“Mio figlio ora sta bene, ha fatto il secondo trapianto di midollo il 31 dicembre 2018, un anno e 8 mesi dopo il primo. Staremo in Italia ancora tanto tempo, la situazione è delicata”. A raccontarci la sua storia è Maria (nome di fantasia), 34 anni, arrivata a Torino dal Venezuela con il suo bimbo malato di leucemia nel 2016. A febbraio di quest’anno li hanno raggiunti il papà e l’altra figlia di sei anni. Maria si considera fortunata, è riuscita ad arrivare in Italia prima che le sanzioni americane rendessero impossibile per la compagnia statale venezuelana Pdvsa finanziare viaggi, spese mediche e terapie per i bimbi malati e le loro famiglie. Risorse che dal 2006 hanno permesso di curare nel nostro paese tramite Atmo, l’Associazione per il trapianto di midollo osseo, quasi 500 pazienti venezuelani, l’85% bambini.
Dalla fine del 2018 i pagamenti sono bloccati, i debiti verso gli ospedali italiani ammontano a 8,6 milioni di euro. Dal Venezuela nessuno può partire, mentre i pazienti già in Italia come Maria – circa una ventina – non ricevono più il pocket mensile da 600 euro e i rimborsi dei farmaci. Gli ospedali continuano a curarli, ma non possono accoglierne altri. Solo il Bambin Gesù di Roma, grazie alla Fondazione, ha dato l’ok ad accogliere 10 bambini come pazienti umanitari. “Prima abitavamo in una casa vicino a Porta Palazzo.

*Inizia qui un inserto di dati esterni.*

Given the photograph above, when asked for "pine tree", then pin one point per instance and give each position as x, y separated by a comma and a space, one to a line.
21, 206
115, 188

Dal 3 dicembre siamo in Casa Ugi, non abbiamo soldi, ci danno qualcosa da mangiare e le chiese ci aiutano”, spiega Maria. “L’importante è che mio figlio stia bene, ha compiuto 9 anni il 4 giugno – continua – Conosco tanti bimbi malati che non possono venire in Italia a causa del blocco economico. In Venezuela non possono essere curati e la situazione è grave. Tanti bambini stanno morendo, per fortuna noi siamo qui. Prima di partire siamo stati 8 mesi all’ospedale di Maracaibo, lì non ci sono medicine”.

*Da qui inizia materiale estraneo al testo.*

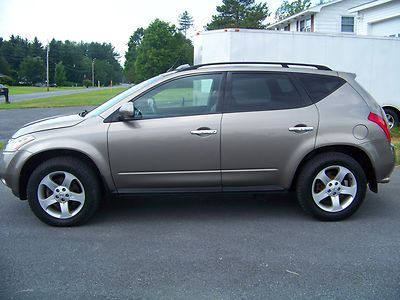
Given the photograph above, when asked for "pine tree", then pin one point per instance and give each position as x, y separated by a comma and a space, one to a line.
185, 22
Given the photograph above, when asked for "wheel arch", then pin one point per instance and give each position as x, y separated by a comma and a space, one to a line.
394, 108
359, 155
38, 158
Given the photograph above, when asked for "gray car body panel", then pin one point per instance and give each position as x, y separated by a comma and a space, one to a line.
252, 150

All’Ospedale pediatrico JM de Los Ríos di Caracas 30 bambini hanno bisogno di un trapianto, 20 i casi più gravi. La denuncia delle mamme dei piccoli ricoverati è arrivata due mesi fa. Oggi quattro di loro non ci sono più: Erick (11 anni), Yeiderberth (8), Robert (7), Giovanny (6 anni). Altri aspettano, secondo Atmo sono almeno cento in tutto il Venezuela. “Mio figlio ha ricevuto un trapianto di midollo in Italia a Bologna nel novembre del 2012. Aveva sei anni e una forma molto rara di leucemia. Ora ne ha 14 e ha una recidiva, è nell’ospedale di Caracas, ha bisogno di un secondo trapianto. Non è un segreto la situazione che stiamo vivendo in Venezuela, abbiamo bisogno del vostro aiuto”, ci dice Elisbeth, mamma di Jehiler. Nelle strutture ospedaliere venezuelane mancano le attrezzature, per gli esami i genitori devono rivolgersi alle istituzioni private con costi alti, ritardi nelle diagnosi e nell’inizio dei trattamenti terapeutici.
“Se i bambini non lasciano il paese, moriranno”, denuncia ogni giorno Katherine Martínez, presidente della Ong Prepara Familia.